WHAT IS THE DIFFERENCE BETWEEN A MOTH AND A BUTTERFLY?



Of all the insect groups, we are probably most familiar with the butterflies and moths. We see moths fluttering around our porch lights, and watch butterflies visiting flowers in our gardens.

However, there is no real taxonomic difference between butterflies and moths, and both are classified in the order Lepidoptera. This order contains over 100 families of insects worldwide, some of which are moths and some of which are butterflies. However, there are some differences in physical and behavioural characteristics that are easy to learn and recognize.

Below is a concise list of the most obvious differences, but as with most rules there are exceptions.

The physical differences between moths and butterflies

The most obvious difference is in the feelers, or antennae. Most butterflies have thin slender filamentous antennae which are club-shaped at the end. Moths, on the other hand, often have comb-like or feathery antennae, or filamentous and unclubbed. This distinction is the basis for the earliest taxonomic divisions in the Lepidoptera:, separating them into the following two groups:

The Rhopalocera - 'clubbed horn', the butterflies, and

The Heterocera - 'varied horn', the moths.

There are, however, exceptions to this rule and a few moth families, notably Castniidae, Uraniidae, Apogonidae, and Sematuridae have clubbed antennae. Some butterflies, like Pseudopodia paradoxa from the forests of central Africa, lack the club ends. The Hesperiidae often have an angle to the tip of the antenna.

Wing-coupling mechanisms

Many moths have a frenulum which is a filament arising from the hindwing and coupling (matching up) with barbs on the forewing. The frenulum can be observed only when a specimen is in hand. Some moths have a lobe on the forewing called a jugum that helps in coupling with the hindwing. Butterflies however lack these structures.

Pupae

Most moth caterpillars spin a cocoon made of silk within which they metamorphose into the pupal stage. Most butterfly caterpillars, on the other hand, form an exposed pupa, also termed a chrysalis.

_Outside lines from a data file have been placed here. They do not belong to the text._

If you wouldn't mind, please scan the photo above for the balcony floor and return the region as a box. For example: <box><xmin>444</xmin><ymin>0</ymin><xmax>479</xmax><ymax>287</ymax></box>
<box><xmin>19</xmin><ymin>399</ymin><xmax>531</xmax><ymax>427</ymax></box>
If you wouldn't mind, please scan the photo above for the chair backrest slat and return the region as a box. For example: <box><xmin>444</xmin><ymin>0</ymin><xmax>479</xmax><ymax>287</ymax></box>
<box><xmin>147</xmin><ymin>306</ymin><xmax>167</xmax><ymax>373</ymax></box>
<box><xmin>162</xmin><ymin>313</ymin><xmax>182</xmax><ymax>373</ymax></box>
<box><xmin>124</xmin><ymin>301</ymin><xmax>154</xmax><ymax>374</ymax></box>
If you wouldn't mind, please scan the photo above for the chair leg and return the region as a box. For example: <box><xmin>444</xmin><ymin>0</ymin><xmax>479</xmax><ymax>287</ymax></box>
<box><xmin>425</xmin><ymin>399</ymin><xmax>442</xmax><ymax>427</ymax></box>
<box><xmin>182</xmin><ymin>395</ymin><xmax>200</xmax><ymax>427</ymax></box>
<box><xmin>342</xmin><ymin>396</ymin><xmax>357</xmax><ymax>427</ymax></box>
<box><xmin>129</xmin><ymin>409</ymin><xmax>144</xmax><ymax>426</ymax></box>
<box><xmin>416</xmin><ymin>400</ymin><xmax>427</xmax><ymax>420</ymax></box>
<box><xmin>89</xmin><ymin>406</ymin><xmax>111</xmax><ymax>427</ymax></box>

There are many exceptions to this rule, however. For example, the Hawk moths form an exposed chrysalis which is underground. Gypsy moths sometimes form butterfly-style pupae, hanging on twigs or tree bark, although usually they create flimsy cocoons out of silk strands and a few leaves, partially exposing the chrysalis. A few Skipper butterfly larvae also make crude cocoons in which they pupate, exposing the pupa a bit. The Parnassius butterfly larvae make a flimsy cocoon for pupation and they pupate near the ground surface between debris.

Colouration of the wings

Most butterflies have bright colours on their wings. Nocturnal (active at night) moths on the other hand are usually plain brown, grey, white or black and often with obscuring patterns of zigzags or swirls which help camouflage them from predators as they rest during the day. However, many day-flying moths are brightly-coloured, particularly if they are toxic. These diurnal (active during the day) species evolved to locate their mates visually and not primary by pheromone as their drab nocturnal cousins. A few butterflies are also quite plain-coloured, like the Cabbage White butterfly.

Structure of the body

Moths tend to have stout and hairy or furry-looking bodies, while butterflies have slender and smoother abdomens. Moths have larger scales on their wings which makes them look more dense and fluffy. Butterflies on the other hand possess fine scales. This difference is possibly due to the need for moths to conserve heat during the cooler nights whereas butterflies are able to absorb solar radiation.

The behavioral differences between moths and butterflies

Most moths are nocturnal (active at night) or crepuscular (primarily during dusk and dawn), while most butterflies are diurnal (active during the day). There are however exceptions, including the diurnal Gypsy moth and the spectacular "Uraniidae" or Sunset moths.

Moths usually rest with their wings spread out to their sides. Butterflies frequently fold their wings above their backs when they are perched although they will occasionally 'bask' with their wings spread for short periods. However, some butterflies, like the skippers, may hold their wings either flat, or folded, or even in-between in the so-called 'jet plane' position.

Most moths also occasionally fold their wings above their backs, but usually when they are in a position where there is no room to fully spread their wings.

A sometimes confusing family can be the "Geometridae" (such as the Winter moth) because the adults often rest with their wings folded vertically. These moths have thin bodies and large wings like many butterflies but may be distinguished easily by structural differences in their antennae.